Spike's Bitches 44: It's about the rules having changed.
[NAFDA] Spike-centric discussion. Lusty, lewd (only occasionally crude), risqué (and frisqué), bawdy (Oh, lawdy!), flirty ('cuz we're purty), raunchy talk inside. Caveat lector.
We trade off on the cooking and often we cook together. If neither one of us feels like cooking, we'll get takeout or eat cereal.
I would not do well in a relationship that was based on me working full time and being the primary cooking entity.
You are a fucking adult. Either you learn to fend for yourself or you find a way to get what you want by yourself.
So much this. My husband may play videogames and wear weird Woot T-shirts every day, but he is one of the most adult-minded people I know. (I know this isn't a contradiction here, but it can be in other situations, especially family ones.) Also refreshingly free of gender role bullshit.
I would actually have no problem with doing most of the cooking, as long as I was not the person doing most of the cleaning. I like cooking, and I'm pretty good at it. I hate cleaning, and I'm horrible at it.
Doing the majority of the cooking and not having to clean up the mess is definitely a good deal imho.
I like cooking, and I'm pretty good at it. I hate cleaning, and I'm horrible at it.
That was the situation when I first met my partner - she'd cook and I'd clean. I still do a more cleaning than she does (although I get outside help with it these days), so we feel like we split the work pretty well.
We are far too lazy for deals or assignments, we've actually been lucky that we tend to trade off fairly evenly. Sometimes one cooks and the other cleans, sometimes one cooks and cleans, sometimes we both cook and someone cleans, sometimes we both cook and both clean.
Sometimes we let the dishes sit there for a while. It's all good.
It just depends on our energy levels.
Joe and I make deals. Mostly because something needs to be done and one of us (to be honest, usually me) doesn't want to do it. So we barter. Which can sometimes be fun.
It's interesting right now because with Joe in school, I'm taking over a lot of "his" chores and stuff that he did while I was in school. Laundry, cooking, Em. And it's kind of nice. I like doing the house stuff, I just never had the time or energy to do it. But quite often, we have catch as catch can night or take out.

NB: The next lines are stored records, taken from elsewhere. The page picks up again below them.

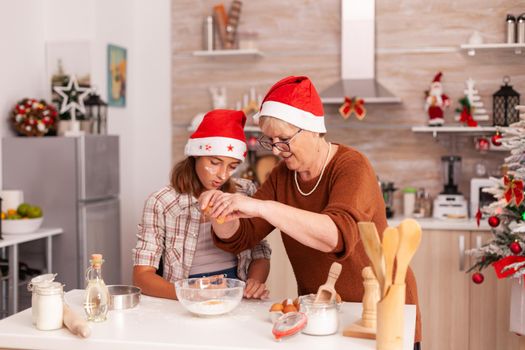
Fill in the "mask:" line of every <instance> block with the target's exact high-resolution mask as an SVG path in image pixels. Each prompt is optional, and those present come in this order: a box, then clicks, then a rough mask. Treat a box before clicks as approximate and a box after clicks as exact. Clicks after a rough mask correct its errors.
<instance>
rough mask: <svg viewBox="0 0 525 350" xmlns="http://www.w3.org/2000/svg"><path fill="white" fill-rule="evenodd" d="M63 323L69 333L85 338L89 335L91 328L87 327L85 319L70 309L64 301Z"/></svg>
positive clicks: (69, 307)
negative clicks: (69, 331) (63, 319)
mask: <svg viewBox="0 0 525 350" xmlns="http://www.w3.org/2000/svg"><path fill="white" fill-rule="evenodd" d="M64 325H65V326H66V327H67V329H69V330H70V331H71V333H73V334H75V335H78V336H80V337H82V338H87V337H89V336H90V335H91V328H89V325H88V323H87V321H86V320H84V319H83V318H82V317H81V316H79V315H78V314H77V313H75V312H74V311H73V310H71V308H70V307H69V306H68V305H67V304H66V303H64Z"/></svg>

I would actually have no problem with doing most of the cooking, as long as I was not the person doing most of the cleaning. I like cooking, and I'm pretty good at it. I hate cleaning, and I'm horrible at it.
This is how it works in our house. The rule is if you cook you don't do dishes, and 90% of the time that means I cook and DH does the dishes.
Awwww. Congrats on the graduate school! We have an actuary friend who went back and got his MSF--he seemed to enjoy the program.
I rather like the look of it. I mean, given world enough and time, I'd be doing biology or history or Chinese Studies, but this works well enough.
The rule is if you cook you don't do dishes
I seriously think this was the main reason I learned to cook. (The secondary reason was that I was a really picky eater as a kid, and I could only know for sure what was in stuff that I made. Not exactly passion and vocation as motivations go, but it worked out pretty well.)
I think everyone would appreciate coming home to a meal already prepared and waiting, but that doesn't mean it's some sort of entitlement for omnivorous husbands :)
I do most of the cooking, but with 4 people with varied schedules we end up cooking for ourselves most of the time. The boys both cook. Even after more than 20 years, every single time DH comes home and finds that I have made a family dinner he is hugely appreciative. He acts like it is the nicest thing that has ever happened to him. I don't think his mom cooked much.
None of us like to clean up and we all suck at it. I haven't yet found a solution to this problem.